Limpiadoras
“En un acto académico celebrado en la Universidad de Nueva York, al que fuimos invitados no hace mucho un grupo de escritores de distintas nacionalidades, aunque todos de habla española, intervino de repente una mujer que se encontraba entre el público. Primero nos felicitó por todo lo que hasta entonces habíamos dicho, y a continuación nos explicó que ella era portorriqueña y que se ganaba la vida en aquella ciudad limpiando oficinas por las noches.
Yo ya conocía a estas mujeres que entraban en los
grandes edificios de la burocracia neoyorquina cuando la mayoría de la
población se metía en la cama, y que se pasaban la noche deambulando por
aquellos espacios vacíos arrastrando una aspiradora o blandiendo una gamuza
para el polvo: mi hotel se encontraba frente a uno de estos edificios y, como
solía llegar tarde e insomne a la habitación, intentaba atraer el sueño
bebiendo el último vaso de agua, mientras contemplaba la fantasmal actividad
que se desarrollaba a esas horas en el edificio de enfrente.
La mujer describió con enorme habilidad el sentimiento
de indefensión y soledad que provocaba a tales horas entrar en un ascensor o
bajar por unas escaleras fantasmales.
Todos estábamos fascinados por su relato, pero también
un poco incómodos, porque no sabíamos hacia dónde se dirigía. Finalmente,
denunció que la mayoría de aquellas mujeres que limpiaban oficinas en turno de
noche padecían una situación permanente de acoso sexual por parte de sus jefes,
que por lo general eran blancos y norteamericanos.
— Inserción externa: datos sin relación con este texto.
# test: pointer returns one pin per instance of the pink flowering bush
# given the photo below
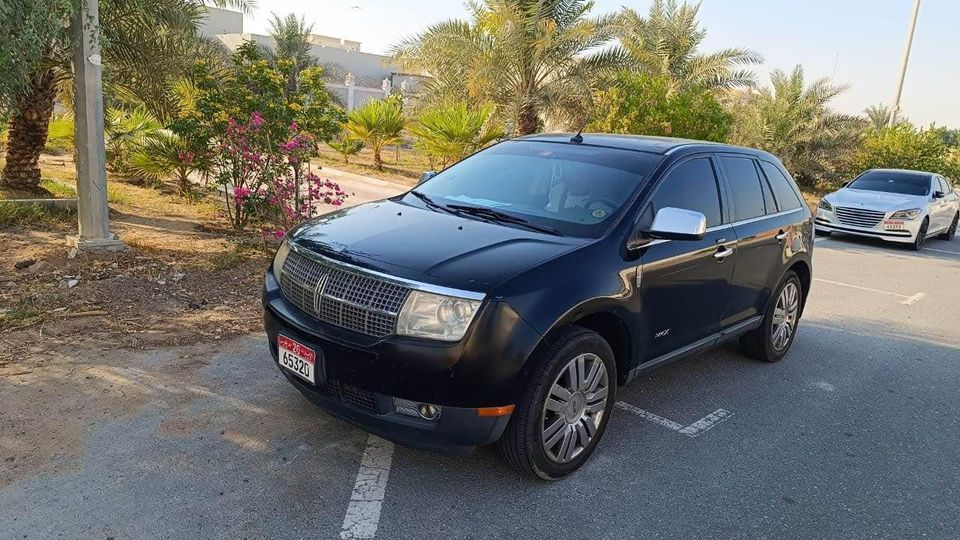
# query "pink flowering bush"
(267, 187)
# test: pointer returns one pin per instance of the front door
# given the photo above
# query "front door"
(683, 284)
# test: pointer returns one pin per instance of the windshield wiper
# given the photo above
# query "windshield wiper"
(502, 217)
(432, 203)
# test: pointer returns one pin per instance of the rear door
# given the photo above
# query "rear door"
(761, 229)
(683, 284)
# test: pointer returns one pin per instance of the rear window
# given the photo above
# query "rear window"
(745, 187)
(575, 189)
(783, 191)
(904, 183)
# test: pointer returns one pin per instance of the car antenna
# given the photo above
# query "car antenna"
(578, 138)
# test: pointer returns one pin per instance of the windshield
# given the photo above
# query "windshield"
(904, 183)
(576, 190)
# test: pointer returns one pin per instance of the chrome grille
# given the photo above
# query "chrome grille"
(859, 217)
(347, 299)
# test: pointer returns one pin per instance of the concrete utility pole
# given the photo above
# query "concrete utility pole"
(92, 213)
(895, 110)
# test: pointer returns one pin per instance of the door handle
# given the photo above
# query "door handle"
(722, 253)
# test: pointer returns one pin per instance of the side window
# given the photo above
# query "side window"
(692, 185)
(786, 196)
(767, 195)
(744, 188)
(943, 185)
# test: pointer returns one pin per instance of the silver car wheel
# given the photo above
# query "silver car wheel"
(785, 316)
(574, 408)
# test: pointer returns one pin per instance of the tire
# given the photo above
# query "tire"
(921, 235)
(762, 343)
(522, 444)
(950, 233)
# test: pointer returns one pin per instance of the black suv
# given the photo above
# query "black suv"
(505, 298)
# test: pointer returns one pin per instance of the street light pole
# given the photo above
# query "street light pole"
(92, 212)
(903, 67)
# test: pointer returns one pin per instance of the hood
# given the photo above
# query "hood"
(875, 200)
(429, 246)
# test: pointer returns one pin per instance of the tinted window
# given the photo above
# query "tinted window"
(905, 183)
(745, 188)
(767, 196)
(786, 196)
(692, 185)
(577, 190)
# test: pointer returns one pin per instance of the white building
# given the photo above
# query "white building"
(353, 77)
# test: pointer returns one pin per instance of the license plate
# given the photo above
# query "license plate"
(297, 358)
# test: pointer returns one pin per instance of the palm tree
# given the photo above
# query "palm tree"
(452, 131)
(163, 154)
(346, 146)
(530, 58)
(666, 42)
(377, 123)
(794, 121)
(145, 45)
(291, 41)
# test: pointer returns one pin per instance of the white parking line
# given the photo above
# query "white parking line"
(366, 501)
(913, 298)
(694, 429)
(908, 299)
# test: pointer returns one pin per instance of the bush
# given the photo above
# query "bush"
(905, 147)
(60, 138)
(644, 105)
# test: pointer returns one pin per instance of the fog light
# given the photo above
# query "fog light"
(428, 412)
(413, 408)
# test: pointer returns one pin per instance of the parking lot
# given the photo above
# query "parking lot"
(853, 435)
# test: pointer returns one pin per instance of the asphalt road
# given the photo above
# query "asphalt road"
(854, 435)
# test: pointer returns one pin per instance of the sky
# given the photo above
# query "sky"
(855, 42)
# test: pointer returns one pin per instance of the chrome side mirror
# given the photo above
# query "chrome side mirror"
(671, 224)
(426, 176)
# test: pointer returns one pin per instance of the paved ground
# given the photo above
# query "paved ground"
(855, 434)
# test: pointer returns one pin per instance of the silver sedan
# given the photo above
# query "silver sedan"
(894, 205)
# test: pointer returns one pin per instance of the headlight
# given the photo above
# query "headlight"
(436, 316)
(906, 214)
(280, 258)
Este final fue saludado por un largo e inquietante
silencio que el moderador rompió al fin, señalando educadamente que aquello,
aun siendo terrible, no tenía nada que ver con aquel acto académico. ¿Realmente
no tenía nada que ver?, me pregunté esa noche frente al edificio de oficinas
que había frente a mi hotel. Quizá no, pero es lo único que mi memoria ha
logrado salvar de ese viaje.”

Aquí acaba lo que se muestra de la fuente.